The Supreme Court on Thursday agreed to examine in the last week of January a plea to refer to a Constitution Bench a series of petitions accusing the electoral bonds scheme of illegally facilitating anonymous donations to political parties days before polls are due.
A Bench led by Justice B. R. Gavai listed the case for the least week of January 2023.
Advocate Prashant Bhushan, appearing for petitioner NGO Association for Democratic Reforms, requested the Court for an urgent hearing, saying the question of reference to a Constitution Bench could be heard and decided quickly at an early date.
Justice Gavai said the case had been pending since 2015. Mr.
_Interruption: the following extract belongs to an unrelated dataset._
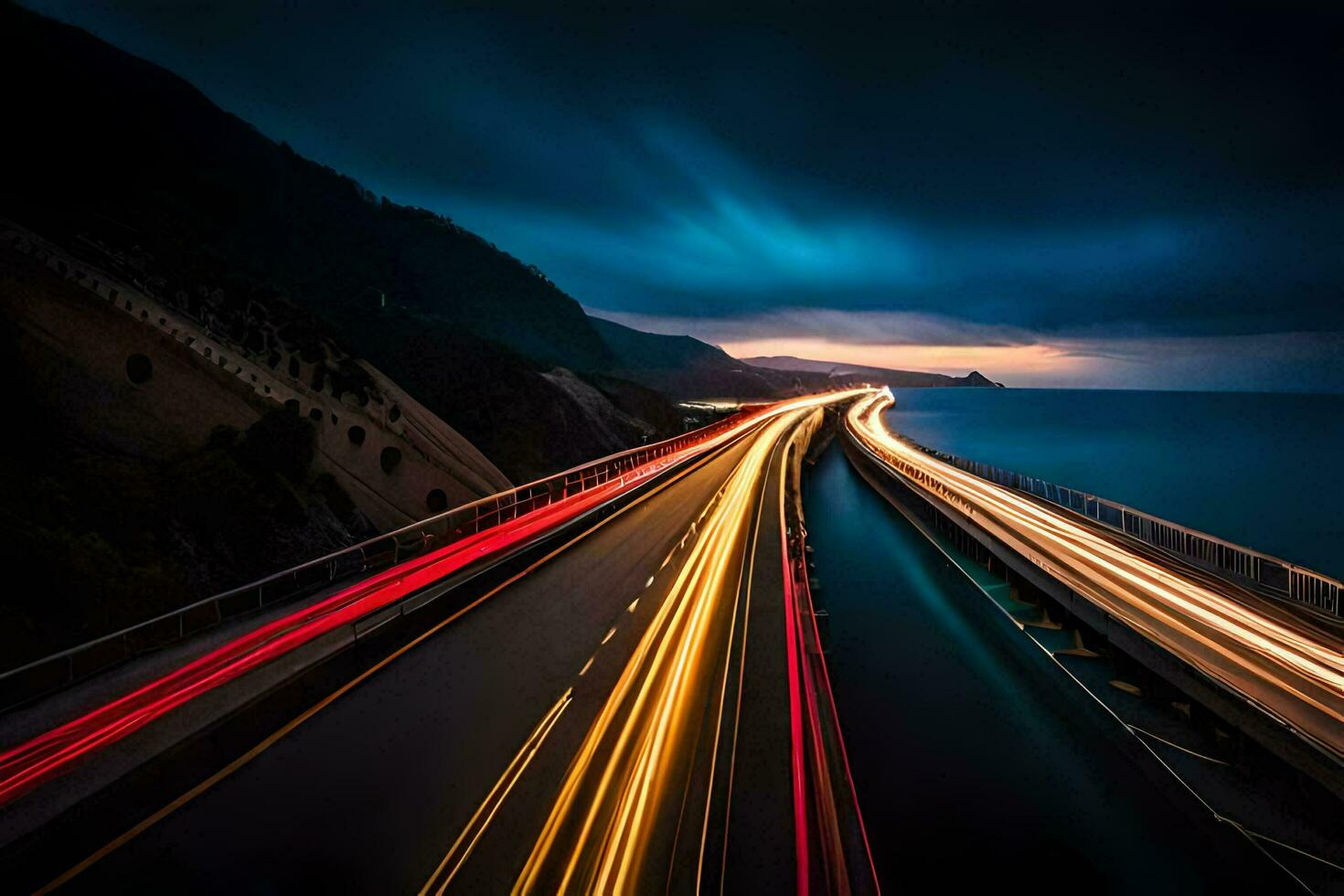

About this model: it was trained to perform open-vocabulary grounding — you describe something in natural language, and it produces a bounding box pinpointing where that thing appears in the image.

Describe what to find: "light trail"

Bhushan said the petitioners had made several requests for early hearing.
The Bench however pointed out that there were no elections due in the interregnum before the last week of January even as the petitioners urged it to list the case for the first week of the new year.
Mr. Bhushan submitted there was now an election "every two or three months".
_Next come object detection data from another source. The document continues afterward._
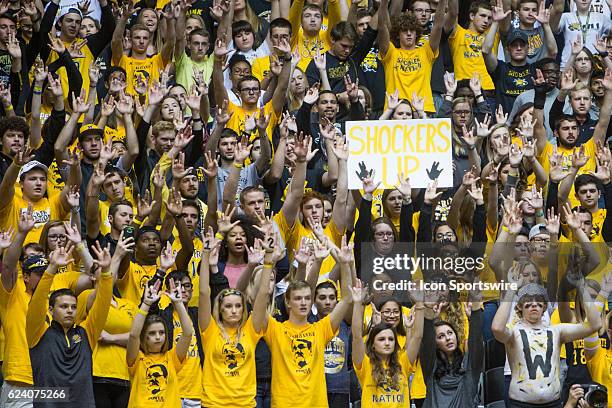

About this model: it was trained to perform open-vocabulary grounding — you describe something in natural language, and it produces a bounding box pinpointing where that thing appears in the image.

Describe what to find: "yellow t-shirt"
[128,348,183,408]
[172,310,202,400]
[275,211,345,275]
[354,352,414,408]
[0,190,68,245]
[586,347,612,407]
[448,24,499,91]
[117,261,157,305]
[264,316,337,408]
[226,101,280,140]
[46,38,95,100]
[172,237,203,307]
[537,138,597,207]
[119,53,165,95]
[251,55,270,82]
[202,317,260,408]
[0,276,34,384]
[382,40,438,112]
[77,289,138,381]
The case has a new petition which has challenged a recent government notification allowing the sale of electoral bonds for an additional 15 days in Assembly election years.
This petition has sought the quashing of the November 7 notification issued by the Finance Ministry amending the electoral bonds scheme. “An additional period of 15 days shall be specified by the central government in the year of general elections to the legislative assembly of states and Union territories with the legislature,” the gazette notification had said.
Earlier, a 30-day extra period for sale was allowed only in Lok Sabha election year.
In October, during a hearing in the case, the Court had asked the government whether the electoral bonds' system revealed the source of money pumped in to fund political parties even as the Centre had repeatedly maintained that the scheme was "absolutely transparent".
"The methodology of receiving money is absolutely transparent… It is impossible to get any black or unaccounted money in… To say that this (electoral bonds scheme) affects democracy may not hold water. We will take Your Lordships through this step-by-step," Solicitor General Tushar Mehta had replied for the government on that day.
The petitioners, also represented by senior advocate Kapil Sibal, had argued that the scheme affected the very idea of free and fair elections.
"Free and fair elections are central to a democracy. It is the Basic Structure… Now, an opaque way of funding political parties where you do not even know who is funding whom destroys the very concept of Article 324," Mr. Sibal had argued.